I absolutely agree. When host organizations put themselves into the shoes of volunteers, thinking, “What would I need to be able to do this assignment if I was not already a part of this organization? What would I need to be successful?” they end up instituting the support volunteers need.
As noted earlier, some of these initiatives, and all of what they noted was essential to success, are profiled or detailed in The Last Virtual Volunteering Guidebook. The book, available as an online book and in traditional print form, offers much more detailed advice on creating assignments for online volunteers, for working with online volunteers, for using the Internet to support and involve ALL volunteers, including volunteers that provide service onsite, and for ensuring success in virtual volunteering.
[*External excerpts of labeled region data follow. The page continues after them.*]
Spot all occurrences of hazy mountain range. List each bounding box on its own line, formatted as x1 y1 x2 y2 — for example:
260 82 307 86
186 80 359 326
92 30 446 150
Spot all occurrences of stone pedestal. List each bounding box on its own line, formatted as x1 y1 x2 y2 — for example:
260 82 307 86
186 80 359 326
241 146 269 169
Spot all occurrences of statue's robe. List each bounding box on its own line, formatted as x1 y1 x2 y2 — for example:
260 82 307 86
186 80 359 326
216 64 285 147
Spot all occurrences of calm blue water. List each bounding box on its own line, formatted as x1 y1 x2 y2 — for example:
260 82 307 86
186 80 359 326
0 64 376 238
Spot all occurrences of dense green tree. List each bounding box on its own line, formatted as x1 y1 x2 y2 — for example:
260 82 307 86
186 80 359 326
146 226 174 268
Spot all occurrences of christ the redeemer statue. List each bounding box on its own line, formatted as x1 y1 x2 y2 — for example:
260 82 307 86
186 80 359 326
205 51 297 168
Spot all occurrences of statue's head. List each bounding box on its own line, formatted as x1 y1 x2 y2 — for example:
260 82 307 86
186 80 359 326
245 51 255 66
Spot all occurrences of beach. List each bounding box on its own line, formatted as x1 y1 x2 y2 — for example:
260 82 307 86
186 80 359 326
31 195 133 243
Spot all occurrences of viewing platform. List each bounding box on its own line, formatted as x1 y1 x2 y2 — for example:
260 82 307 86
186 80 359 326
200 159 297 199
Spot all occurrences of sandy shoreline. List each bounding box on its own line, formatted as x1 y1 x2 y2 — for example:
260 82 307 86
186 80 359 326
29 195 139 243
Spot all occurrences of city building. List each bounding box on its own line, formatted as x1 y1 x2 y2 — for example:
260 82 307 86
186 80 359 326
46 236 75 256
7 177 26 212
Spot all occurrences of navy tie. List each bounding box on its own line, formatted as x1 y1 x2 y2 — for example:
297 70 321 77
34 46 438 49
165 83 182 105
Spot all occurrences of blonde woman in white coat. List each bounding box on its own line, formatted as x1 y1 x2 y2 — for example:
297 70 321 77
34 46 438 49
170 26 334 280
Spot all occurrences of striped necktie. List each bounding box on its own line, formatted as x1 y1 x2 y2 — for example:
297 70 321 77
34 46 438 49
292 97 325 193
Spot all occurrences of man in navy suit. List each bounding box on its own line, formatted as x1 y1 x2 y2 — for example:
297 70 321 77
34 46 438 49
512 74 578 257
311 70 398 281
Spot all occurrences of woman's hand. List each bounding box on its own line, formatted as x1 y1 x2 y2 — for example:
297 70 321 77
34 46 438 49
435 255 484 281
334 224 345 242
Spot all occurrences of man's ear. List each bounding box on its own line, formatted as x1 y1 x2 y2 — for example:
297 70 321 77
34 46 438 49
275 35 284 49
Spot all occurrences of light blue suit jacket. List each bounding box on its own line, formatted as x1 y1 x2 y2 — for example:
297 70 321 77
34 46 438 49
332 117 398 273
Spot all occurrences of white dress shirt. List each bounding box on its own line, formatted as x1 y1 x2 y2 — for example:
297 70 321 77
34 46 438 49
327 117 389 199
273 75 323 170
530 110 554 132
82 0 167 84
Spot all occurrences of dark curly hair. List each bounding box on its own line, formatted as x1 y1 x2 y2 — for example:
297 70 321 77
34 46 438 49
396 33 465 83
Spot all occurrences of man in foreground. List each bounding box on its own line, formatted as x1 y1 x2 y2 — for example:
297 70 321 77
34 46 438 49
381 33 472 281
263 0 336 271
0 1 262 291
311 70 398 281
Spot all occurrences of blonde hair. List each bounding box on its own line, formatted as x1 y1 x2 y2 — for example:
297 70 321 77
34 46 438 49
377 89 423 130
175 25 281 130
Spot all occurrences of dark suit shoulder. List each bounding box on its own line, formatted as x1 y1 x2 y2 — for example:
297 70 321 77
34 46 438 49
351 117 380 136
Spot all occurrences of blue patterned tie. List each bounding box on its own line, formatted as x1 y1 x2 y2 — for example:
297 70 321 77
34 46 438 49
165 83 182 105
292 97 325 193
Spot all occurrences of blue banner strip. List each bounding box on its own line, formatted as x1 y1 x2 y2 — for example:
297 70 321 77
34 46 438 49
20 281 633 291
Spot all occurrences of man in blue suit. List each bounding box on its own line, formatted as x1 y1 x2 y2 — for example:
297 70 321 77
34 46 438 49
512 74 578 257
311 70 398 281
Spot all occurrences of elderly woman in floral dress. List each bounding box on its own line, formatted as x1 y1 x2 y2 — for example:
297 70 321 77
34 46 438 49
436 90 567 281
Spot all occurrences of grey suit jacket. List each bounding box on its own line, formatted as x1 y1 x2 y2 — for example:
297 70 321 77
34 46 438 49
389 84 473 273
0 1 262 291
It also talks about policies and procedures, such as how developing written agreements to be signed by both online volunteers and their host organization (page 66) can prevent problems down the road, not only regarding ownership and use of what an online volunteer create, including web sites and code, but also regarding confidentiality and privacy in using of the volunteer’s information, including images of them, regarding confidentiality regarding the organization and the information the volunteer has access to, particularly client information, regarding how the online volunteer should represent his or her association with the program online (in emails, on social media, on LinkedIn, etc.), and liability regarding malware.